Blanche spreads her hands as if to say,
Where else?
“That’s where we learned our English, from a pair of genuine Yankee cowboys in the troupe.”

“The Cirque d’Hiver’s where our master Léotard
invented
the flying trapeze,” Ernest puts in, “no matter what charlatans claim otherwise.”

“Hey, did you wear those skintight fleshings?” asks Jenny.

“As the maestro used to tell us,” Ernest remarks, stroking his thigh, “if you want the crowd to love you, the trapeze is optional, but the fleshings are compulsory.”

“Enough nostalgia,” commands Arthur, cutting through Jenny’s laughter. “We were always cold, underdressed, and underpaid.” He gets up and stalks over to refill his glass.

“And you, Blanche,” Jenny pushes on, “what class of artiste were you? Wait, you mentioned horses earlier—”

She listens, this one, Blanche notes.

“An equestrienne?”

Blanche smiles. She knows Arthur wants to drop the topic, but—

“Bareback?”

She nods. “Jumping ribbons, bursting hoops, scenic riding, Roman …”

Jenny lets out a respectful whistle. “The Wilson Circus came to town when I was a kid,” she reminisces, “with this dazzler of a Creole rider, Mademoiselle Zoyara. Turned out after, she was actually one hundred percent man.”

“Des conneries!”
scoffs Ernest.

“Just telling it as I heard it. Well, I guess this is my lucky night. Genuine stars of the Cirque d’Hiver,” Jenny marvels. “How high up was your trapeze hung?”

She throws the question in Arthur’s direction, but he ignores it, sipping his cognac.

She persists. “What was your riskiest trick?”

“They’re called passes,” Ernest corrects her.

“No nets, I hope?”

He gives a snort of contempt.

“Ever fall?” asks Jenny.

The young woman doesn’t know it, but she’s gone too far. “Everybody falls,” says Blanche, to close the subject. She means it to sound nonchalant, but it comes out shrill.

“Speaking of risky,” says Arthur, staring under the sofa with his head on one side, “is that a revolver?”

“My single-action army .45,” says Jenny with satisfaction. She hooks it up with one finger to show it off: reddish wood and silvery metal. Blanche reckons the thing must be a foot long.

“This is one strange class of female,” Ernest remarks to Arthur.

A shrug from Jenny. “Why should your lot have all the firepower? As they say, God made men and women, but Sam Colt made them equal.”

Arthur bursts out laughing. “Who says that?”

“I bet you’ve never fired that thing,” Ernest mocks, weighing the revolver in his hand.

“Into the air, a couple times,” Jenny tells him.

He sniggers. “Can’t bite? Don’t bark.”

“The air’s the best place to shoot,” she insists. “A gun’s for keeping trouble at bay.”

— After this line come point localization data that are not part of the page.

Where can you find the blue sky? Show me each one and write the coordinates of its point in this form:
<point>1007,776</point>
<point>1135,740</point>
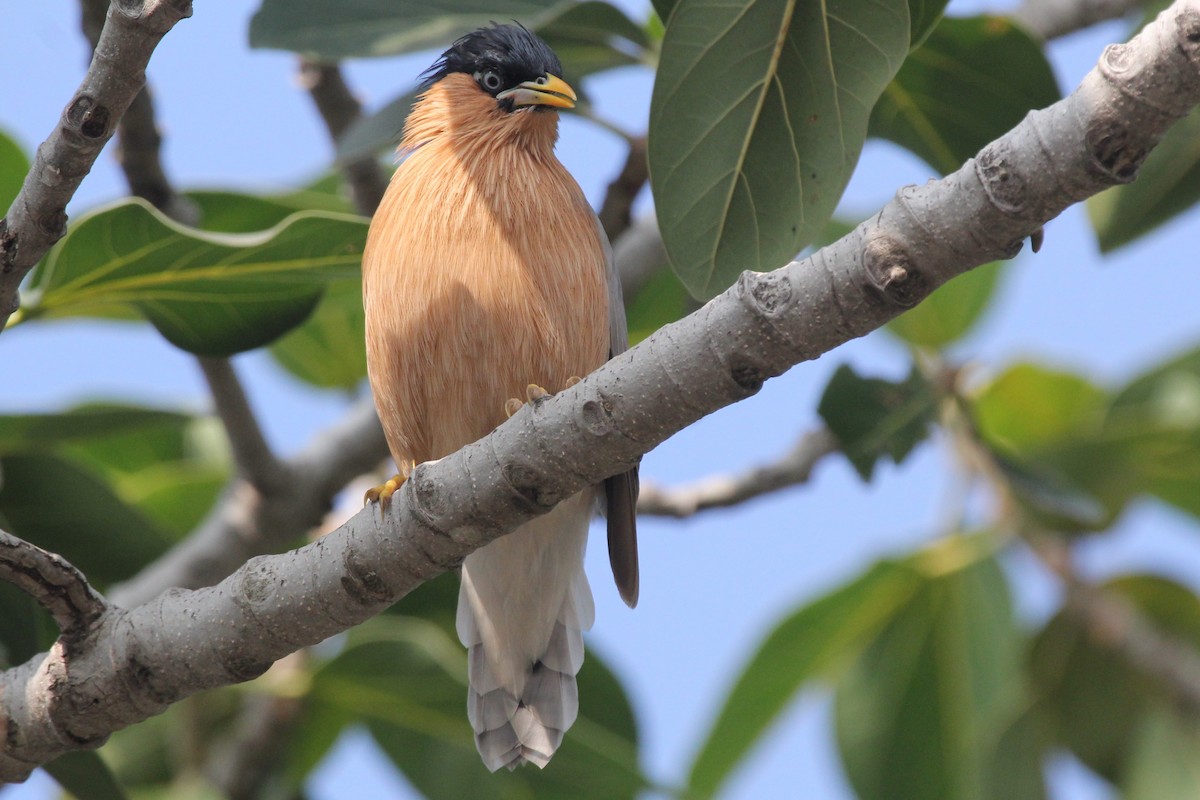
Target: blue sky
<point>712,587</point>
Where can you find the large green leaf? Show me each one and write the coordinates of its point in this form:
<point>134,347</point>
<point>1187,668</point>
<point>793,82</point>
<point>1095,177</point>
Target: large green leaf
<point>874,417</point>
<point>168,465</point>
<point>406,678</point>
<point>1165,759</point>
<point>85,776</point>
<point>1168,184</point>
<point>947,314</point>
<point>1030,407</point>
<point>211,294</point>
<point>1093,696</point>
<point>972,80</point>
<point>924,710</point>
<point>13,166</point>
<point>69,510</point>
<point>328,349</point>
<point>341,29</point>
<point>816,642</point>
<point>757,119</point>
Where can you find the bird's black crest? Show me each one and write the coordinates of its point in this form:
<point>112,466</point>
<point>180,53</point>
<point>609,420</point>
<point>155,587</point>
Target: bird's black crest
<point>511,52</point>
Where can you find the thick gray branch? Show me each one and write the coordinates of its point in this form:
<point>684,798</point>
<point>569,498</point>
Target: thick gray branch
<point>137,662</point>
<point>37,217</point>
<point>55,584</point>
<point>724,491</point>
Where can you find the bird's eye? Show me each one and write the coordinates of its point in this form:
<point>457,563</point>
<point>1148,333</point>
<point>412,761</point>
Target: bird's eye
<point>490,80</point>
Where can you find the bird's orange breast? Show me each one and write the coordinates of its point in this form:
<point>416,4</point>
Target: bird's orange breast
<point>484,272</point>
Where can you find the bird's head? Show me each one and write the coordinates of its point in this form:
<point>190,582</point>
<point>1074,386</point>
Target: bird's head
<point>491,80</point>
<point>509,62</point>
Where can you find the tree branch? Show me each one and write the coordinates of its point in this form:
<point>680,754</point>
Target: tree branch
<point>37,217</point>
<point>246,522</point>
<point>137,662</point>
<point>618,200</point>
<point>55,584</point>
<point>256,462</point>
<point>340,108</point>
<point>724,491</point>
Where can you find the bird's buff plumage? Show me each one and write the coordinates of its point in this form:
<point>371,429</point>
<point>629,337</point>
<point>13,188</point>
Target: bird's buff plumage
<point>485,271</point>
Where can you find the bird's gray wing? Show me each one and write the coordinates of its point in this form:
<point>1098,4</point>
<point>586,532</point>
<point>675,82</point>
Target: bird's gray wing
<point>621,491</point>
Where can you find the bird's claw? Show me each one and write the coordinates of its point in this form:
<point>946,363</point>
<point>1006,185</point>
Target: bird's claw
<point>534,394</point>
<point>382,493</point>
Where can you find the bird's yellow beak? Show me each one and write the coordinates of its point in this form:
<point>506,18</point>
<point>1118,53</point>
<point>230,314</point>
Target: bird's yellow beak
<point>546,90</point>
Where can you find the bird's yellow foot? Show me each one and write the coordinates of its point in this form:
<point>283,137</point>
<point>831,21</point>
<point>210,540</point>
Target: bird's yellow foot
<point>382,493</point>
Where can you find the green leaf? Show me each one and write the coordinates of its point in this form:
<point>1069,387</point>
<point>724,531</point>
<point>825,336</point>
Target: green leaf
<point>757,119</point>
<point>342,29</point>
<point>21,626</point>
<point>1030,407</point>
<point>874,417</point>
<point>375,132</point>
<point>211,294</point>
<point>583,37</point>
<point>169,465</point>
<point>65,509</point>
<point>663,300</point>
<point>13,167</point>
<point>972,80</point>
<point>407,679</point>
<point>233,212</point>
<point>923,18</point>
<point>1093,697</point>
<point>328,349</point>
<point>947,314</point>
<point>923,711</point>
<point>1168,184</point>
<point>85,776</point>
<point>1165,758</point>
<point>816,642</point>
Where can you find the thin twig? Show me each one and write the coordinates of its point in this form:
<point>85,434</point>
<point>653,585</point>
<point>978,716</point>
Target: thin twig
<point>54,583</point>
<point>37,217</point>
<point>618,200</point>
<point>724,491</point>
<point>340,108</point>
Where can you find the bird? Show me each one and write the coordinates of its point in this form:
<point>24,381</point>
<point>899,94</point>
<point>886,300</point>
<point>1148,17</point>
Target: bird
<point>487,277</point>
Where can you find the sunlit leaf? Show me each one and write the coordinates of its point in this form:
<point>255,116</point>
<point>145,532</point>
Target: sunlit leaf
<point>85,776</point>
<point>874,417</point>
<point>949,313</point>
<point>661,300</point>
<point>817,642</point>
<point>13,166</point>
<point>1168,184</point>
<point>923,711</point>
<point>757,119</point>
<point>1092,693</point>
<point>65,509</point>
<point>342,29</point>
<point>1029,407</point>
<point>211,294</point>
<point>972,80</point>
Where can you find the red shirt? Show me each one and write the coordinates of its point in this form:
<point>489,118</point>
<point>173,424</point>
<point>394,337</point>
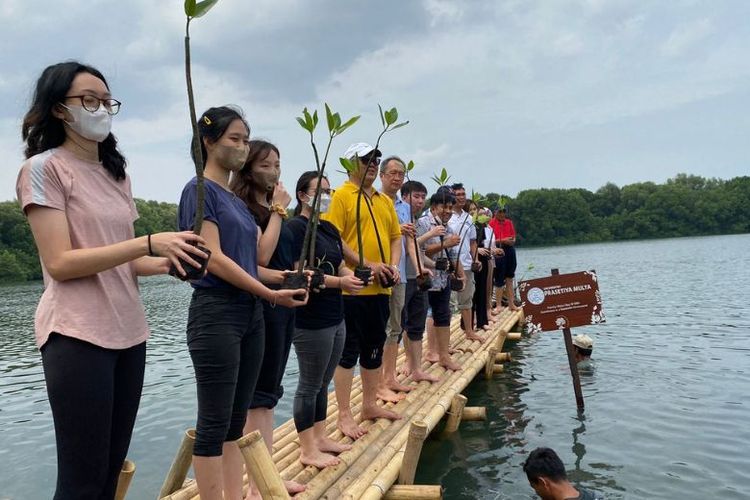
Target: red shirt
<point>502,229</point>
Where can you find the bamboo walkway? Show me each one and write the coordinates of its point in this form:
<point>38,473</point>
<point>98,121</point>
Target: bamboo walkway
<point>389,452</point>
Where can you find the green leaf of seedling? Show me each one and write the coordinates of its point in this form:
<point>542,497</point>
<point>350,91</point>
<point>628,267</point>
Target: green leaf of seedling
<point>190,8</point>
<point>394,116</point>
<point>202,7</point>
<point>351,121</point>
<point>329,119</point>
<point>303,123</point>
<point>348,165</point>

Arthur holds out his hand for the Colt, takes it, and fingers its metalwork.

“Well, tonight at Durand’s, it welcomed trouble in,” mutters Blanche.

“Because tonight’s fellow was a foolhardy loggerhead,” says Jenny.

“Oh,
he
was foolhardy?” Blanche rolls her eyes. All that makes this creature halfway tolerable, she decides, is that she delivers her bluster with a wink.

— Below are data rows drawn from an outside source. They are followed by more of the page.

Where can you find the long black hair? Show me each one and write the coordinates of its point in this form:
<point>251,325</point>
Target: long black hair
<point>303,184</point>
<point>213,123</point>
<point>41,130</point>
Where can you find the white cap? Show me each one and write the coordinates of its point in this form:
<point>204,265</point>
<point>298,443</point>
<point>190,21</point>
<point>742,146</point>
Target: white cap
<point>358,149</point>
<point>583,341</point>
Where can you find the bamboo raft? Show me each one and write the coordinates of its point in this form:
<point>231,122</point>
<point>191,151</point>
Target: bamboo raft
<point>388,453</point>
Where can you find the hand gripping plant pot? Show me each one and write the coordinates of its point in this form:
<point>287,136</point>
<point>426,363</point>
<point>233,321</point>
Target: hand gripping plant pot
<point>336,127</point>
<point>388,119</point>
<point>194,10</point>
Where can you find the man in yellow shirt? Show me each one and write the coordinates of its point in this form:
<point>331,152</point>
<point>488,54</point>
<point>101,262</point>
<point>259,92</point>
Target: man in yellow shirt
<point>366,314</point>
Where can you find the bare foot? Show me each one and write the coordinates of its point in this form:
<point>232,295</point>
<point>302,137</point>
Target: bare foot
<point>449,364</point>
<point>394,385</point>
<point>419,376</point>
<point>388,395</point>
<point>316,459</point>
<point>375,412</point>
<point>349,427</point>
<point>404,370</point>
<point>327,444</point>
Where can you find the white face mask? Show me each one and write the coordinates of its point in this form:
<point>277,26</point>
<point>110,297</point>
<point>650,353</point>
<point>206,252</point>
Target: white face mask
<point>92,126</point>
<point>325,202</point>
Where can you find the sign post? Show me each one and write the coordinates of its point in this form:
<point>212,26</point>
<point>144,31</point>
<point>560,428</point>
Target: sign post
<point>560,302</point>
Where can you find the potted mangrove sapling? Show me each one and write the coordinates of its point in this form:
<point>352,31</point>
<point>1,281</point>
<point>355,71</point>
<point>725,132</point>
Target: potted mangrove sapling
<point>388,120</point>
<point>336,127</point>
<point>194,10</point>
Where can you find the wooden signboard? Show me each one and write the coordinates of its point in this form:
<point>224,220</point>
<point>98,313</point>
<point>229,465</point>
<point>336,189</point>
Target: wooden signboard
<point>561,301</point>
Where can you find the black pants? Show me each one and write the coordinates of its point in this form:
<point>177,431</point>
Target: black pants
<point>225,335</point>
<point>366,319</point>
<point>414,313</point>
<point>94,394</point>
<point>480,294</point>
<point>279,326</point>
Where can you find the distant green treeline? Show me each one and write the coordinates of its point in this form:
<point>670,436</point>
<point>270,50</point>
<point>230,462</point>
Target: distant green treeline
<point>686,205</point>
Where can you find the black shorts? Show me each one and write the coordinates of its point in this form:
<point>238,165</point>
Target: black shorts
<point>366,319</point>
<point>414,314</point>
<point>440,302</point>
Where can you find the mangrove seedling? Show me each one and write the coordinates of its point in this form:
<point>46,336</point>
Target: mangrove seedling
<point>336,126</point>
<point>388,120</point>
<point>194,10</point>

“It’s the weather,” says Ernest, “making tempers flare all over. At the table beside ours this evening, a pair of Spaniards went for each other’s throats.”

Jenny grins at the image.

“Well,” says Arthur, handing the Colt, butt-first, back to Jenny, “I suppose if a girl means to swagger around Chinatown in pants, she’s as well off carrying something.”

Blanche snorts. “I’ve never had any difficulty. The neighborhood’s notoriety is more than half invented, to give tourists a thrill. Ying upstairs told me the guides have taken to staging brawls in Fish Alley, paying fifty cents a man!”

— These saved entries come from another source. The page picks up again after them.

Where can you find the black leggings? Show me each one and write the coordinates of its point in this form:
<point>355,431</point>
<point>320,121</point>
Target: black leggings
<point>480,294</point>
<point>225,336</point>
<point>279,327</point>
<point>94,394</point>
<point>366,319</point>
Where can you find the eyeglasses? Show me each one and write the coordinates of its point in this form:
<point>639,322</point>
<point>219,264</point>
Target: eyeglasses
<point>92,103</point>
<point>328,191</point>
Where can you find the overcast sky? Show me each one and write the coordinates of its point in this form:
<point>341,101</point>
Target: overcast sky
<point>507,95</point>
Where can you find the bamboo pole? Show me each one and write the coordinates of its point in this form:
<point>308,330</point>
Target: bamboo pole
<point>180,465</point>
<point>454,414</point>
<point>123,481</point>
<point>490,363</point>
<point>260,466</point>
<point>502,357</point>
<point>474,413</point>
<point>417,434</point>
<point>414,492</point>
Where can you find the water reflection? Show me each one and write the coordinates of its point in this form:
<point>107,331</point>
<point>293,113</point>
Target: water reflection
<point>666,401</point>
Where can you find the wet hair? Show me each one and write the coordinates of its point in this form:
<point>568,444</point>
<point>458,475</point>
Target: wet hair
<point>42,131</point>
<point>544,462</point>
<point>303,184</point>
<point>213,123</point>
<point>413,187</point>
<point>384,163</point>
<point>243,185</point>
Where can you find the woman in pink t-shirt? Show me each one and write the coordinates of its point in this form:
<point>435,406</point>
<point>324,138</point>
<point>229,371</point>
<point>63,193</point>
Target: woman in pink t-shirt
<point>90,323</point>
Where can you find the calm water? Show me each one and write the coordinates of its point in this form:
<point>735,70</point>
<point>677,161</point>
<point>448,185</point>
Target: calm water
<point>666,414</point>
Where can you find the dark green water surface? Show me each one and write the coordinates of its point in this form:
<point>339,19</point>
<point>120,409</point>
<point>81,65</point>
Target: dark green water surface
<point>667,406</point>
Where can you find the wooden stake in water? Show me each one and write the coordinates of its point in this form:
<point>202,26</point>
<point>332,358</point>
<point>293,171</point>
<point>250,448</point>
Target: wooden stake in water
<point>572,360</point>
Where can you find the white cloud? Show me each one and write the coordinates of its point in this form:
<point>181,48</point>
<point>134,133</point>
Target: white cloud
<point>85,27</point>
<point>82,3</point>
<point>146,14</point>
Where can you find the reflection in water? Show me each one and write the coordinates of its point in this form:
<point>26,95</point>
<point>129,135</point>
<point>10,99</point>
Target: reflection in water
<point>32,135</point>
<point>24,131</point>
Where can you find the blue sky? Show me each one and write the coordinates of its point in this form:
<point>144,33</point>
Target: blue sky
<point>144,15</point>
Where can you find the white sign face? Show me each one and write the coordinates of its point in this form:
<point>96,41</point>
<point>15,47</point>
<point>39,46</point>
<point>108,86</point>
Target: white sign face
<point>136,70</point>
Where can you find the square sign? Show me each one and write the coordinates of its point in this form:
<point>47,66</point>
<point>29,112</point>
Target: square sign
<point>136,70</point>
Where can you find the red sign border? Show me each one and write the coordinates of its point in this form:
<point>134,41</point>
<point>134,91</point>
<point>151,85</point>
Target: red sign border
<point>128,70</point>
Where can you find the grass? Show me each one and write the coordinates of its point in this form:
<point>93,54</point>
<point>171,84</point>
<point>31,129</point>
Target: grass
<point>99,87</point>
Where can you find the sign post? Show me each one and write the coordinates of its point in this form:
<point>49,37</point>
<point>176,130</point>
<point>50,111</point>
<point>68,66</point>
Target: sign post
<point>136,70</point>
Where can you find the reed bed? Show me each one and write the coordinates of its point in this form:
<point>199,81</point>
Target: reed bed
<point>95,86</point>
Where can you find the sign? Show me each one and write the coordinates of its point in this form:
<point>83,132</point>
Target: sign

“Yeah,” says Jenny, jerking her head north, “the Barbary Coast dens are ten times more dangerous than Chinatown.”

“Nowhere’s dangerous if you know what you’re doing,” says Arthur silkily. “My friend and I go all over the City, wherever our affairs happen to take us.”

Blanche holds her tongue.
Affairs
, he always says, as if he and Ernest are partners in some serious line when all they do, between faro games, is hand wads of cash to dodgy characters they call “business associates,” money they rarely see again. Or they wine and dine richer suckers in the hopes of persuading them to share the risk of one of the schemes in which Arthur and Ernest are already entangled.